2. – Con il secondo motivo, articolato in due punti logici, si deduce l’errore di diritto sulla valutazione dei criteri per la quantificazione dei compensi.

2.1. – Avendo il R. contestato sin dall’inizio il quantum debeatur, l’esito dei giudizi e il risultato conseguito dal cliente avrebbe dovuto essere considerati indipendentemente da una specifica deduzione al riguardo, trattandosi di uno dei criteri fondamentali in tema di tariffe.

Il fatto, poi, che i giudizi trattati dall’avv. P. siano stati conclusi da altro professionista è irrilevante. L’esito cui si fa riferimento non è costituito da una pronuncia di merito, ma di “inammissibilità per tardiva presentazione del ricorso originario”.

2.2. – Altro grave errore – sostiene il ricorrente – in cui è incorsa la Corte d’appello risiede nel non aver tenuto conto del fatto che i giudizi in questione subito dopo la morte dell’avv. P. erano stati riuniti, a conferma dell’identità soggettiva e delle questioni trattate, tale da richiederne la trattazione unitaria. Ciò posto, la soluzione corretta sarebbe stata quella prevista dalla tariffa professionale, ossia riconoscere come dovuta una sola parcella, con maggiorazione del 20% per ogni causa successiva alla prima, ovvero un’unica parcella applicando i massimi tariffari.

2.3. – Il motivo è inammissibile, in entrambe le sue articolazioni.

2.3.1. – In ordine alla prima censura, va osservato che nel giudizio di cassazione è preclusa alle parti la prospettazione di nuove questioni di diritto o di nuovi temi di contestazione che postulino indagini ed accertamenti di fatto non compiuti dal giudice del merito, a meno che tali questioni o temi non abbiano formato oggetto di gravame o di tempestiva e rituale contestazione nel giudizio di appello (Cass. nn. 1474/07 e 5620/06).

2.3.1.1. – Nella specie il ricorrente introduce una questione nuova, non sollevata nè altrimenti trattata nel giudizio d’appello, nel quale l’allora parte appellante si era limitata a dedurre a) l’esistenza di un previo accordo con il professionista, per regolare in via anticipata e forfetaria il compenso spettante a quest’ultimo;

b) l’erronea mancata acquisizione della documentazione esistente presso il Consiglio dell’Ordine degli avvocati; e c) la necessità di considerare per tutte le attività svolte una sola parcella, con maggiorazione del 20% per ogni causa successiva alla prima.

2.3.2. – La seconda censura difetta, invece, del requisito di autosufficienza.

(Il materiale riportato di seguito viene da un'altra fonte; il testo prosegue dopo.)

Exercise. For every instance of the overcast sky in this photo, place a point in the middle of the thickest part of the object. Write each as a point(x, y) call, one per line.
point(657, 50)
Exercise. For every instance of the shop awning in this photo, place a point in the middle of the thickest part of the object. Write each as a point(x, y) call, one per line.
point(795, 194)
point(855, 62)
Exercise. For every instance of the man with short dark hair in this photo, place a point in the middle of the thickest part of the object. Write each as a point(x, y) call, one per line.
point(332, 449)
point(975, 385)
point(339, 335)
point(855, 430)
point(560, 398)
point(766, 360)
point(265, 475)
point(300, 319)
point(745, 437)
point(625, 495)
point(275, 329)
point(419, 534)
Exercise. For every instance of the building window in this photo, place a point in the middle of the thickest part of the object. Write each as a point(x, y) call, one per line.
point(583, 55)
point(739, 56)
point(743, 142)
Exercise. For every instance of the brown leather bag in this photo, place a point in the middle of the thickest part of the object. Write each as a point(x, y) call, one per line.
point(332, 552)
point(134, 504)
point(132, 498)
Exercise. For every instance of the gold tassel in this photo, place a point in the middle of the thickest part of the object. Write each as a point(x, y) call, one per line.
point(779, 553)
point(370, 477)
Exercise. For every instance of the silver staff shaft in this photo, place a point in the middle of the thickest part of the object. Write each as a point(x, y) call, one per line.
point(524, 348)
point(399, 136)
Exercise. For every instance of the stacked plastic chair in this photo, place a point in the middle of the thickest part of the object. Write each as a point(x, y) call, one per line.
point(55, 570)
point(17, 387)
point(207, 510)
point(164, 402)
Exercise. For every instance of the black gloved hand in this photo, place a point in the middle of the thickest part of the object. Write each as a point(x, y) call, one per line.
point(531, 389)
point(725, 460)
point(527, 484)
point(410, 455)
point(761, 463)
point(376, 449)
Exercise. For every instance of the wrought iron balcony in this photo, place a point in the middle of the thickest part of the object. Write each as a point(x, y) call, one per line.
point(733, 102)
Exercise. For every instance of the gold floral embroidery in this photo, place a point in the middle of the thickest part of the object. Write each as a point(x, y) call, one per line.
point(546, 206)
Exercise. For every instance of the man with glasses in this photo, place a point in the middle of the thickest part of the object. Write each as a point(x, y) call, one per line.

La giurisprudenza di questa Corte afferma che, in tema di ricorso per cassazione, ai fini del rituale adempimento dell’onere, imposto al ricorrente dall’art. 366 cod. proc. civ., n. 6 di indicare specificamente nel ricorso anche gli atti processuali su cui si fonda (e di trascriverli nella loro completezza con riferimento alle parti oggetto di doglianza), è necessario che, in ossequio al principio di autosufficienza di detto atto processuale, si provveda anche alla loro individuazione con riferimento alla sequenza di documentazione dello svolgimento del processo nel suo complesso, come pervenuta presso la Corte di cassazione, al fine di renderne possibile l’esame (Cass. a 6937/10; analogamente, Cass. n. 1707/09, secondo cui gli elementi dedotti con il ricorso, che non siano rilevabili d’ufficio, assumono rilievo in quanto siano stati ritualmente acquisiti nel dibattito processuale nella loro materiale consistenza, nella loro pregressa deduzione e nella loro processuale rilevanza, quale potenzialità probatoria che consenta di giungere ad una diversa soluzione, ed in sede di legittimità siano rievocati in modo autosufficiente).

3. – In conclusione il ricorso va respinto.

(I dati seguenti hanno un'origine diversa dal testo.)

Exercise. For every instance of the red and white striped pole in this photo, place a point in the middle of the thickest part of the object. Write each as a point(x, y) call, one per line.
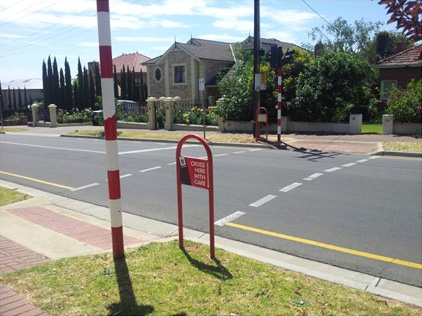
point(280, 90)
point(110, 126)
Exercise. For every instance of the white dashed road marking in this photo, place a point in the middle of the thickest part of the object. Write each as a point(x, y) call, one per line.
point(150, 169)
point(290, 187)
point(229, 218)
point(313, 176)
point(263, 201)
point(332, 169)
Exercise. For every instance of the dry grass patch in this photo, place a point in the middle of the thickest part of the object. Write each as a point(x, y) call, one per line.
point(160, 279)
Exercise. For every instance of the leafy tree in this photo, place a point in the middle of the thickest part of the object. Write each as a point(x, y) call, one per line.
point(406, 105)
point(331, 87)
point(407, 15)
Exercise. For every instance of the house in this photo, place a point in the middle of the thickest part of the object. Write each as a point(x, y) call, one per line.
point(30, 90)
point(399, 69)
point(178, 71)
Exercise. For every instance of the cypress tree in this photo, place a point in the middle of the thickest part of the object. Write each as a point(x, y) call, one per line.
point(62, 95)
point(55, 83)
point(116, 89)
point(19, 105)
point(25, 97)
point(45, 82)
point(50, 98)
point(68, 100)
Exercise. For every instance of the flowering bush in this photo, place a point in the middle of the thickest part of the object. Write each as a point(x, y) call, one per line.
point(406, 105)
point(74, 116)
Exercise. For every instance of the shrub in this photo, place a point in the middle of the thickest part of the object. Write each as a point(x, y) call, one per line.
point(406, 105)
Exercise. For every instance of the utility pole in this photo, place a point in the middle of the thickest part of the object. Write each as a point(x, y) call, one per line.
point(256, 94)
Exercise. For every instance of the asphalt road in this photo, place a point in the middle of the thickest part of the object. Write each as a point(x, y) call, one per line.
point(357, 212)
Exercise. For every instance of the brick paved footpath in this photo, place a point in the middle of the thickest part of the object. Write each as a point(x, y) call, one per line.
point(14, 257)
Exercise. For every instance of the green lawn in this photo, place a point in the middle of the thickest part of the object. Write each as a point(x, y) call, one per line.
point(160, 279)
point(371, 128)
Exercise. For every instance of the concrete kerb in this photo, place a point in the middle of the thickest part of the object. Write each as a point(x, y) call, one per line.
point(152, 230)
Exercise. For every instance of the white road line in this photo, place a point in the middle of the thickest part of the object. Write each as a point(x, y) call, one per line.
point(332, 169)
point(229, 218)
point(85, 187)
point(263, 201)
point(290, 187)
point(152, 149)
point(57, 148)
point(126, 175)
point(349, 164)
point(150, 169)
point(313, 176)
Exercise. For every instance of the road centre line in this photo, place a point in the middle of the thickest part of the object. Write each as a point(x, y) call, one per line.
point(290, 187)
point(349, 164)
point(313, 176)
point(150, 169)
point(332, 169)
point(229, 218)
point(263, 200)
point(152, 149)
point(37, 180)
point(362, 160)
point(85, 187)
point(414, 265)
point(57, 148)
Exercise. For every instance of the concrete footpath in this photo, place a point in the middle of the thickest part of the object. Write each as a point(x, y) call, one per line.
point(49, 227)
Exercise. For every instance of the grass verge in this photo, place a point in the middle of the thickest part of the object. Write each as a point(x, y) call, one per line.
point(403, 146)
point(9, 196)
point(160, 279)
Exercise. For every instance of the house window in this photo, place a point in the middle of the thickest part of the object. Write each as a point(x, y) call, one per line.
point(157, 74)
point(386, 85)
point(179, 74)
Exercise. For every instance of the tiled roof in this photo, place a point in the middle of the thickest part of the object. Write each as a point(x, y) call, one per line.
point(29, 84)
point(134, 61)
point(409, 56)
point(211, 50)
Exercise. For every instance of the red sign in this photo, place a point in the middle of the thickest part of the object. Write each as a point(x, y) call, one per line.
point(194, 172)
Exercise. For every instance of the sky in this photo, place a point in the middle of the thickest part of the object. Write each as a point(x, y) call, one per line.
point(30, 31)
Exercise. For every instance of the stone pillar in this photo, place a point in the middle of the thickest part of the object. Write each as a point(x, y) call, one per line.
point(151, 112)
point(169, 104)
point(53, 115)
point(35, 117)
point(355, 123)
point(387, 124)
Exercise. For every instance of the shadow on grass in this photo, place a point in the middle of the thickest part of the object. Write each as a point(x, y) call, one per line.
point(127, 304)
point(218, 271)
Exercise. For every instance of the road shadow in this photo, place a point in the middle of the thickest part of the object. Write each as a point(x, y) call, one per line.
point(127, 304)
point(218, 271)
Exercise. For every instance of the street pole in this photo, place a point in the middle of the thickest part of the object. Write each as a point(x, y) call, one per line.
point(110, 127)
point(256, 95)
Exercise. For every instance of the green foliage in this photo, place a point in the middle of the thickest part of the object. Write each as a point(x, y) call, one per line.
point(330, 88)
point(406, 105)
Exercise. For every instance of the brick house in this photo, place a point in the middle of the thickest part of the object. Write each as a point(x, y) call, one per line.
point(178, 70)
point(398, 70)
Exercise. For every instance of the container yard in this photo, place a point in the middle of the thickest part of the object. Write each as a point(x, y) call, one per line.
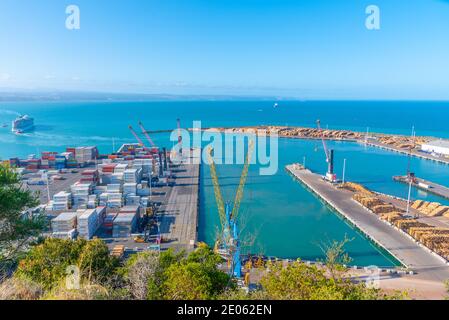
point(116, 196)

4. – Le spese del presente giudizio cassazione, liquidate come in dispositivo, vanno poste a carico della parte ricorrente.

P.Q.M.

LA CORTE rigetta il ricorso e condanna il ricorrente alle spese che liquida in Euro 1.700,00, di cui 200,00 per spese vive.

Così deciso in Roma, nella Camera di consiglio della sezione Seconda civile della Corte Suprema di Cassazione, il 24 novembre 2010.